Justicia colombiana condena a "Otoniel" a 30 años de cárcel por terrorismo y homicidios

Un juzgado especializado de Antioquia condenó a Dairo Antonio Úsuga David, "Otoniel", a 30 años de prisión tras un preacuerdo con la Fiscalía. El exlíder del Clan del Golfo enfrenta cargos por terrorismo, homicidio agravado, tortura y desplazamiento forzado, entre otros delitos cometidos mientras dirigía la organización delincuencial. Actualmente preso en Estados Unidos con una condena de 45 años por narcotráfico, esta sentencia colombiana se ejecutaría una vez termine de cumplir su pena en el extranjero.

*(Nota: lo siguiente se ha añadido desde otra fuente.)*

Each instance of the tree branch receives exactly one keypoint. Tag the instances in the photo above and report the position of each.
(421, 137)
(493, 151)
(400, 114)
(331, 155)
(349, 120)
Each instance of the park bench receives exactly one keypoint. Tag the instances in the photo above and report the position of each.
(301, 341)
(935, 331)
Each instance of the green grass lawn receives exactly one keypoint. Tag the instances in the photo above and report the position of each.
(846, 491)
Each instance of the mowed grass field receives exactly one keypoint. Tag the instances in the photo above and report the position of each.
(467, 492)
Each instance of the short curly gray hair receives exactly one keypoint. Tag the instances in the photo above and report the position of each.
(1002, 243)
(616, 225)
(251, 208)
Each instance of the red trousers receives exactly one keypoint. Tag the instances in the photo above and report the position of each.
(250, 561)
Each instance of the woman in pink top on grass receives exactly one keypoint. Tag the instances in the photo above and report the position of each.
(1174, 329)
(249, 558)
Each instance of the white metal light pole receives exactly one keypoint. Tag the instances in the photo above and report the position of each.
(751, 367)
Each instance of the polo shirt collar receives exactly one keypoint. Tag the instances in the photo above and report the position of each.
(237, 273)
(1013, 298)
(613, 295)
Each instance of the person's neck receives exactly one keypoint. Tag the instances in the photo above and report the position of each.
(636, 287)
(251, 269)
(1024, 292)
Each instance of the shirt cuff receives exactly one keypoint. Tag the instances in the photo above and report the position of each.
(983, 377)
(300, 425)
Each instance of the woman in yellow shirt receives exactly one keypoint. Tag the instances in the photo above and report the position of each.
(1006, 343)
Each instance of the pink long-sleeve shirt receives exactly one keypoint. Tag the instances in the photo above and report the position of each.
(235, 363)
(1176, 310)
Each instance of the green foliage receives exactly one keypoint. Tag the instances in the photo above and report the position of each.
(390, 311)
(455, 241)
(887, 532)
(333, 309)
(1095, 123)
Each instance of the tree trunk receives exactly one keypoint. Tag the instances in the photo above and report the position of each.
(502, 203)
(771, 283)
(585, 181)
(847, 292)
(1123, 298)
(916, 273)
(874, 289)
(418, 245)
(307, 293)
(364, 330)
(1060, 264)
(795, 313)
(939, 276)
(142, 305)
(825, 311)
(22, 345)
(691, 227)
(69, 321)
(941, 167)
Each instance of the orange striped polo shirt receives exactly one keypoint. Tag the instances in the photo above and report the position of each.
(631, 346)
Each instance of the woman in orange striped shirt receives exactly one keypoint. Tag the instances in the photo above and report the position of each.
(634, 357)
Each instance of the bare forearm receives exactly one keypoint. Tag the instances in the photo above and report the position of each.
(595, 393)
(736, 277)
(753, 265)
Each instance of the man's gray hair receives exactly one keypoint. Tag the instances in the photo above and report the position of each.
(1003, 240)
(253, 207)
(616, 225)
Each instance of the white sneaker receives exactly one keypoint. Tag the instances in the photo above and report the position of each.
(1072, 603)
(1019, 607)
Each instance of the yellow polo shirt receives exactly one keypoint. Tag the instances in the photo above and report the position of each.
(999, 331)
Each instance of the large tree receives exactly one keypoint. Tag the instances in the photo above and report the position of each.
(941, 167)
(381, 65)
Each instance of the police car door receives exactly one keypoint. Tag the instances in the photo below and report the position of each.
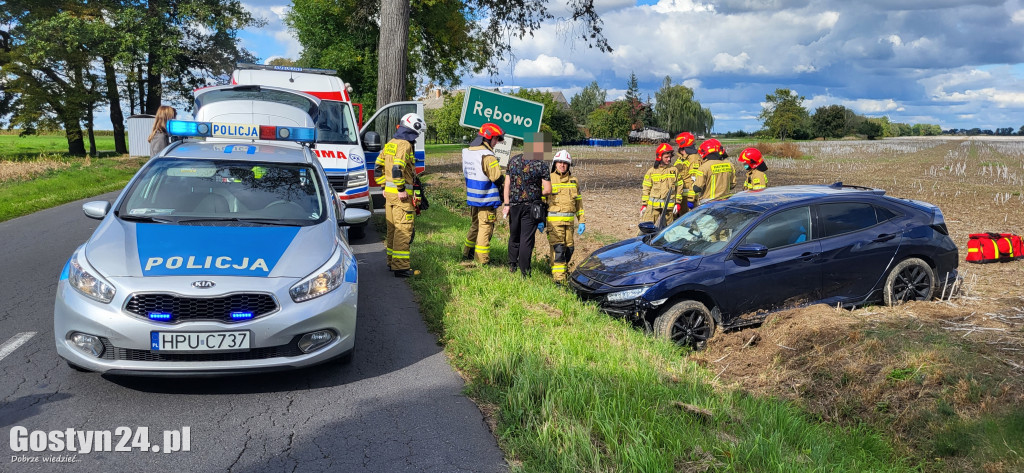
(384, 123)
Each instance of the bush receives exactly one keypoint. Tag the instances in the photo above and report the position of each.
(786, 149)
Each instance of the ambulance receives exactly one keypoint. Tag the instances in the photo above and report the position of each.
(345, 145)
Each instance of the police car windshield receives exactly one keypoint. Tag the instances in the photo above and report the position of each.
(334, 124)
(705, 230)
(224, 192)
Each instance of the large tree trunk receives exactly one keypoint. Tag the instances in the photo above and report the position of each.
(114, 98)
(392, 51)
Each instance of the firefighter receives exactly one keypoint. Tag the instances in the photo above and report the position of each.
(716, 176)
(686, 161)
(483, 183)
(395, 171)
(658, 187)
(564, 206)
(757, 177)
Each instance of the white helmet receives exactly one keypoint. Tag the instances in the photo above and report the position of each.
(414, 122)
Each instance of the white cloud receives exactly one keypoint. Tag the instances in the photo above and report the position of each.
(546, 66)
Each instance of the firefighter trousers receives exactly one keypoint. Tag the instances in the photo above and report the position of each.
(560, 238)
(478, 241)
(399, 216)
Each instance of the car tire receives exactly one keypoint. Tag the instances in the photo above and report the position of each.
(911, 280)
(686, 324)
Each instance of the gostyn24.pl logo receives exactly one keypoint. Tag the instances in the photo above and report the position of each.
(87, 441)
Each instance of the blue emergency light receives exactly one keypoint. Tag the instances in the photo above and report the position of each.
(241, 130)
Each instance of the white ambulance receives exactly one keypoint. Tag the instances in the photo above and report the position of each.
(346, 146)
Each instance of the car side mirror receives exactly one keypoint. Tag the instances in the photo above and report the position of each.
(355, 216)
(752, 251)
(647, 227)
(96, 209)
(372, 141)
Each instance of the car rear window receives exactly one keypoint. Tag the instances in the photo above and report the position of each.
(847, 217)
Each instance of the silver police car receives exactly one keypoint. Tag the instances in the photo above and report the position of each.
(218, 257)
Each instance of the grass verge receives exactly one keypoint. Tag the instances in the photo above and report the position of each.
(79, 179)
(566, 388)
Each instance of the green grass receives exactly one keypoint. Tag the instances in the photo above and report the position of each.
(573, 390)
(84, 178)
(13, 147)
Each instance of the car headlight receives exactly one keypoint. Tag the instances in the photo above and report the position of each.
(89, 284)
(325, 280)
(627, 295)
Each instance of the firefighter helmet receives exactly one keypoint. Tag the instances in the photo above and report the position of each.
(685, 139)
(489, 130)
(751, 157)
(414, 122)
(663, 149)
(709, 146)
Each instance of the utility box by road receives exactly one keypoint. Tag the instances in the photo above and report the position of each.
(138, 133)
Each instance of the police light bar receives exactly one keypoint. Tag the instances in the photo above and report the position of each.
(240, 130)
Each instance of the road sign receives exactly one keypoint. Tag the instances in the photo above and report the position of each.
(517, 117)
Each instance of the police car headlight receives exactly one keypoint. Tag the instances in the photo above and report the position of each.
(86, 282)
(325, 280)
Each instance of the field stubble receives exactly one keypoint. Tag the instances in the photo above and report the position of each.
(939, 375)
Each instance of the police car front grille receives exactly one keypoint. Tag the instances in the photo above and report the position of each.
(339, 183)
(201, 308)
(112, 352)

La justicia colombiana cerró un capítulo importante en la lucha contra el crimen organizado al condenar a 30 años de cárcel a Dairo Antonio Úsuga David, más conocido como "Otoniel". El Juzgado Séptimo Penal Especializado de Antioquia ratificó esta semana un preacuerdo entre el capo y la Fiscalía, acumulando una lista de cargos que incluye terrorismo, concierto para delinquir agravado, homicidio agravado, tentativa de homicidio, tortura agravada, desplazamiento forzado y tráfico de armas. Úsuga David se encuentra actualmente en una cárcel federal de Estados Unidos.
El proceso judicial contra el exlíder del Clan del Golfo comenzó en diciembre de 2019, cuando fue declarado reo ausente mientras se mantenía en la clandestinidad dirigiendo su organización desde el Urabá antioqueño. En ese momento era considerado el delincuente más buscado del país. Después de su captura en 2021 y su extradición a Estados Unidos al año siguiente, la máquina judicial colombiana continuó su curso hasta llegar a esta sentencia.
Los cargos que lo condenaron responden a actos concretos. Uno de los más graves fue su participación en un paro armado ilegal entre el 31 de marzo y el 1 de abril de 2016, cuando el Clan del Golfo impuso un régimen de terror en varias regiones tras la muerte de uno de sus integrantes. Durante esas 48 horas, bloquearon autopistas, cerraron comercios e incendiaron vehículos. En ese contexto, fue responsabilizado por la muerte del capitán del Ejército Andrés Lugo López, quien viajaba de civil con su esposa en Turbo cuando fue atacado en un retén ilegal con ráfagas de fusil y una granada.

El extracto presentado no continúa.